John Burton, Westfield’s London-based director who has overseen the company’s developments at Stratford, Shepherd’s Bush and Croydon, was “in meetings” this morning and not available for comment. His boss, Sir Frank Lowy, the company’s founder and chairman, is in London this week.
The takeover will have far-reaching implications for the company, as it will end a 60-year association with the Lowy family. Lowy is a Holocaust survivor and refugee who was knighted for his services to business. He opened his first shopping centre in Australia in 1959.
“Unibail-Rodamco’s track record makes it the natural home for the legacy of Westfield’s brand and business,” Sir Frank said in a statement issued to the Sydney Stock Exchange earlier today.
If the deal goes through he and his two sons, Steven and Peter, Westfield’s co-chief executives, will walk away from the boardroom.
New management, with their own ideas and business priorities, might take a different view of the potential of spending so much cash on a suburban south London shopping centre which, first announced in 2012, has been stalled by wary developers since 2015. According to the Croydon Partners last month, work in Croydon is now not due to begin until 2019, with the centre opening for business in late 2022 – five years later than originally planned.

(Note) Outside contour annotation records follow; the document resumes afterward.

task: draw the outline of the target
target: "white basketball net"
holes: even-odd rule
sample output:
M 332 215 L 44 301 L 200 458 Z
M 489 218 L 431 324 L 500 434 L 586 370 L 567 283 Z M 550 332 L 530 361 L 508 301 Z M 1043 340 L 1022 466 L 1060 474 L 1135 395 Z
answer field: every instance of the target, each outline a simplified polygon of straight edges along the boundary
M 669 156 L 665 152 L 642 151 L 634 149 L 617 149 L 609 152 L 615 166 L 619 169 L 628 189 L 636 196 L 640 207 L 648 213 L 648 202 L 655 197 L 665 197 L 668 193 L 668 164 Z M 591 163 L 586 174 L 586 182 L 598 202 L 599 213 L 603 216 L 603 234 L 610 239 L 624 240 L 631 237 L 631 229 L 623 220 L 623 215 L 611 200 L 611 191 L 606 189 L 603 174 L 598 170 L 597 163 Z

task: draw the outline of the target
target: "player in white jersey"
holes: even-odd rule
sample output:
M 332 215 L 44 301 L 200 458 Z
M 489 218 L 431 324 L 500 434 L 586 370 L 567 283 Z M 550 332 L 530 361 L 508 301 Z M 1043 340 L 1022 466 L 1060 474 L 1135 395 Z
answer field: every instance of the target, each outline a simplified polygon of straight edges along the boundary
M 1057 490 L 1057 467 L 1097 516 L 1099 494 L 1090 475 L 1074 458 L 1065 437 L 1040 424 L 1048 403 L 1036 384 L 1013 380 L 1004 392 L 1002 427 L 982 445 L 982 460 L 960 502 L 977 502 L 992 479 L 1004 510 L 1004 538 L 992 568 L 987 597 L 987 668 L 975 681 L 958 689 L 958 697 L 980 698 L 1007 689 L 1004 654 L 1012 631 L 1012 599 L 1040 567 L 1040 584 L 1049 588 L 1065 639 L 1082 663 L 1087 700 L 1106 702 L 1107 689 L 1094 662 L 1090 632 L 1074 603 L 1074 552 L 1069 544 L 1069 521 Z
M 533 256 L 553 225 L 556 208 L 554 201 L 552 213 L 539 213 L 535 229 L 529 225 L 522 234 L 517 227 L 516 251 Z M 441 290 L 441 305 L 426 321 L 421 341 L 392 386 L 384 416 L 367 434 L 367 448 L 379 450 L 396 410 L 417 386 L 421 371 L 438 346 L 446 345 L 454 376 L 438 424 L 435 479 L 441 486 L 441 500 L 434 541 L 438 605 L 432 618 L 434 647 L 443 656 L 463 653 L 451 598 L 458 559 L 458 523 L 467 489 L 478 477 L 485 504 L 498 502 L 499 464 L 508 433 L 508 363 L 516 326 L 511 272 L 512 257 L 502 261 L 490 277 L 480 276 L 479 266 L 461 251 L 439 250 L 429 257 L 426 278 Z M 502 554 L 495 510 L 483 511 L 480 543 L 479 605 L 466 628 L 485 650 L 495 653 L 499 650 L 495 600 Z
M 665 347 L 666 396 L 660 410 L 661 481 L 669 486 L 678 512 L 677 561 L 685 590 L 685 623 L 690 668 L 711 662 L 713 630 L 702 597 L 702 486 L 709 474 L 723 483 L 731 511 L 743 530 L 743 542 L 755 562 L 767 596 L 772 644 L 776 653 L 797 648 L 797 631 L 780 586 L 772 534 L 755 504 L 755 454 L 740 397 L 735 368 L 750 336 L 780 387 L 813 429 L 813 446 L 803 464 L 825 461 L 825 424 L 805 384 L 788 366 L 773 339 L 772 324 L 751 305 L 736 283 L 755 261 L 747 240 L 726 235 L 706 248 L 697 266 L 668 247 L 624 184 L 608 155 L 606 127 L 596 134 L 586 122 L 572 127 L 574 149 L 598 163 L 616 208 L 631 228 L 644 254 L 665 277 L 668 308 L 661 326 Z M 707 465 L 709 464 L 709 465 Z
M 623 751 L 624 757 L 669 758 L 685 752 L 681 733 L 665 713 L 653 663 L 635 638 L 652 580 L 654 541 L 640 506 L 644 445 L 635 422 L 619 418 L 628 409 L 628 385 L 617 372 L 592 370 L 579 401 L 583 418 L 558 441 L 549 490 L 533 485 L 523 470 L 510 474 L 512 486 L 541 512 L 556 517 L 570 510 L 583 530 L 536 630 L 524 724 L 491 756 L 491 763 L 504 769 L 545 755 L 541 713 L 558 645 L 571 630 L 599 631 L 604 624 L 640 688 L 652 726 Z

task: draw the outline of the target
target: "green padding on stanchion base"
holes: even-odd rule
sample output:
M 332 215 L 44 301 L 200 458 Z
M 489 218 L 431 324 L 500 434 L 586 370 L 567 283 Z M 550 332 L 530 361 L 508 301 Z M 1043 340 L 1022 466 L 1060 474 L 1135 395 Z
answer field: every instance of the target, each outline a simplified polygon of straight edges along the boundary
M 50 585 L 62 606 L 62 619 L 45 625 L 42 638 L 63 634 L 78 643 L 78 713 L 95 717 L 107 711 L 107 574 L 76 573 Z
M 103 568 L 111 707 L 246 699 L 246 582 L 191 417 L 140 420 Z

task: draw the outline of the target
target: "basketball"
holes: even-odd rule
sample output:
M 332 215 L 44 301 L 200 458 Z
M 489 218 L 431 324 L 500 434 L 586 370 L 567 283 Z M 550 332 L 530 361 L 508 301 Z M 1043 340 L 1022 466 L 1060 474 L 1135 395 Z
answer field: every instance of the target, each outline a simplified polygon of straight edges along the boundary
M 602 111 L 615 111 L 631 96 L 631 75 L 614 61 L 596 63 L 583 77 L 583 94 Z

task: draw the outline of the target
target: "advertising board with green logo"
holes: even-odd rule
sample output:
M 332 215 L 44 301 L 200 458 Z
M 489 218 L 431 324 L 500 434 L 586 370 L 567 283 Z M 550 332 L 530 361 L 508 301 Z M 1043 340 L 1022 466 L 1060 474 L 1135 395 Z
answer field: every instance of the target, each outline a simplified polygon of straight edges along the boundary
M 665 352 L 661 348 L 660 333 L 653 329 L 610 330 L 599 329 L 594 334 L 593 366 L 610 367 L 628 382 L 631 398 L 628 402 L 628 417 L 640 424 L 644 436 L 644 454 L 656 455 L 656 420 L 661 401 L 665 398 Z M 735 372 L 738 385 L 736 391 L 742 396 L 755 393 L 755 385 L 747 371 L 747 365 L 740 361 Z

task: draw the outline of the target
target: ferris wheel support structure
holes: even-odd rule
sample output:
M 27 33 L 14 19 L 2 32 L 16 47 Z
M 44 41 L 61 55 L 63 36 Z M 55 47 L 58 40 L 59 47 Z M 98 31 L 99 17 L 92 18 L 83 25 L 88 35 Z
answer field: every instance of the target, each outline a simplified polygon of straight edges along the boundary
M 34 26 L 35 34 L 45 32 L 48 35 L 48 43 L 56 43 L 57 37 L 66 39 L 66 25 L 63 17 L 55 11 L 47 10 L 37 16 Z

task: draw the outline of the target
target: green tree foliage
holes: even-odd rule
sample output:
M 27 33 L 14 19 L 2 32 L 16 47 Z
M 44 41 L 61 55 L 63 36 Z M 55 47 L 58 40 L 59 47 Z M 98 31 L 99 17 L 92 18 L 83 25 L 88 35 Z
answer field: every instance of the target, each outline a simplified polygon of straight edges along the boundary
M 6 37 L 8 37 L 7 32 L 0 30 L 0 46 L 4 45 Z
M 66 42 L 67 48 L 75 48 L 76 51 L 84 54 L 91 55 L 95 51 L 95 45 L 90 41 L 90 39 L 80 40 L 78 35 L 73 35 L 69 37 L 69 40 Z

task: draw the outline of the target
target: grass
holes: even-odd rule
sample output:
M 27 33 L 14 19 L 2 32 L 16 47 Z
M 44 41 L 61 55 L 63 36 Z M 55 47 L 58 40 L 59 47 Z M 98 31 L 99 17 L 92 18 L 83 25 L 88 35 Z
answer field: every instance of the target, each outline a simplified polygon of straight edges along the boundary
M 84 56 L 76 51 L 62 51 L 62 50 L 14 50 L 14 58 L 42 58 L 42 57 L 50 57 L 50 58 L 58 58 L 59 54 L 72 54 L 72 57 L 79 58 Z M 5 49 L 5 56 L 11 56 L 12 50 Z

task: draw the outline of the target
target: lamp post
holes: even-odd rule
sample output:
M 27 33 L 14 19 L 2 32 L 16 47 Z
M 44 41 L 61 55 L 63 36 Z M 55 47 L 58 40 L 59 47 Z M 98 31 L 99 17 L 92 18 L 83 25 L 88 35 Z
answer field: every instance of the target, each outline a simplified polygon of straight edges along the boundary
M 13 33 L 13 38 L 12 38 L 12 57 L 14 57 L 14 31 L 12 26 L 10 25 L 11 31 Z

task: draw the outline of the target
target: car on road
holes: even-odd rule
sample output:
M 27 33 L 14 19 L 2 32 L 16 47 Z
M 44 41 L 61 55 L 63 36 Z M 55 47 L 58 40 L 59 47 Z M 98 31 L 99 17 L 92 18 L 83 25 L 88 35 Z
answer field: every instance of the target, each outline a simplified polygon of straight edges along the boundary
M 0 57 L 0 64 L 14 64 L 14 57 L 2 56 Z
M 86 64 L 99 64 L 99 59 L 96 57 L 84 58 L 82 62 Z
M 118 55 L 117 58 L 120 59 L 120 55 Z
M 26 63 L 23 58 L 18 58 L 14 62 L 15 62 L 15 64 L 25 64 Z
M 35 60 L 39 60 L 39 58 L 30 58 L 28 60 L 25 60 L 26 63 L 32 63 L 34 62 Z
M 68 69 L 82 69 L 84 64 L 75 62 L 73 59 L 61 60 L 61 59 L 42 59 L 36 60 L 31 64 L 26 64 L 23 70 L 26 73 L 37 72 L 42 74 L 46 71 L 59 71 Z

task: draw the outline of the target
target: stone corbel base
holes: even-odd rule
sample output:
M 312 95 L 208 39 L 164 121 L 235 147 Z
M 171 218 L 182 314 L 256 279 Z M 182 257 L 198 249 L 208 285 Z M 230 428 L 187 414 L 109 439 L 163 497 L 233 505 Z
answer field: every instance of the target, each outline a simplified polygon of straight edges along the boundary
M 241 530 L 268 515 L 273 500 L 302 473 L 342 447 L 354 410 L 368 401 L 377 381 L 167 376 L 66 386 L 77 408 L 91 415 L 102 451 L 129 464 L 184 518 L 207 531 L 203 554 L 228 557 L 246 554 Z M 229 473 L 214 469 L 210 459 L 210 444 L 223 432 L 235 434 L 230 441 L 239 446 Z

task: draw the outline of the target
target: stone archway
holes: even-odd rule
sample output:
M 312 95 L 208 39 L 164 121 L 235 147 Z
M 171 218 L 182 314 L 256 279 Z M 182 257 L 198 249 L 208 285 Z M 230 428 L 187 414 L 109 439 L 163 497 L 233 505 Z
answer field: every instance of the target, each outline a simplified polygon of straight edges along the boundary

According to Reuters, “Shopping centre owners around the world are scrambling to reinvent themselves to keep up with rapid changes in consumer behaviour and boost earnings.
“The expansion of e-commerce giant Amazon.com has coincided with an explosion in online purchases of physical goods, while consumers increasingly treat malls as places for socialising.
“Once dominant United States department store operators such as Macy’s and JC Penney have announced plans to shut hundreds of stores in recent years, putting pressure on landlords to find new ‘anchor tenants’ or come up with new ways to grow returns.”
Westfield gets almost 70 per cent of its US$1.8billion annual revenue in America. The only “anchor tenant” secured so far for its Croydon centre is Marks and Sparks.
“Westfield has been seen as a pioneer in US mall redevelopment, melding traditional mall retailers with atypical mall fixtures like upscale food courts, high-end restaurants, bars, cinemas and boutique fashion outlets,” Reuters reports.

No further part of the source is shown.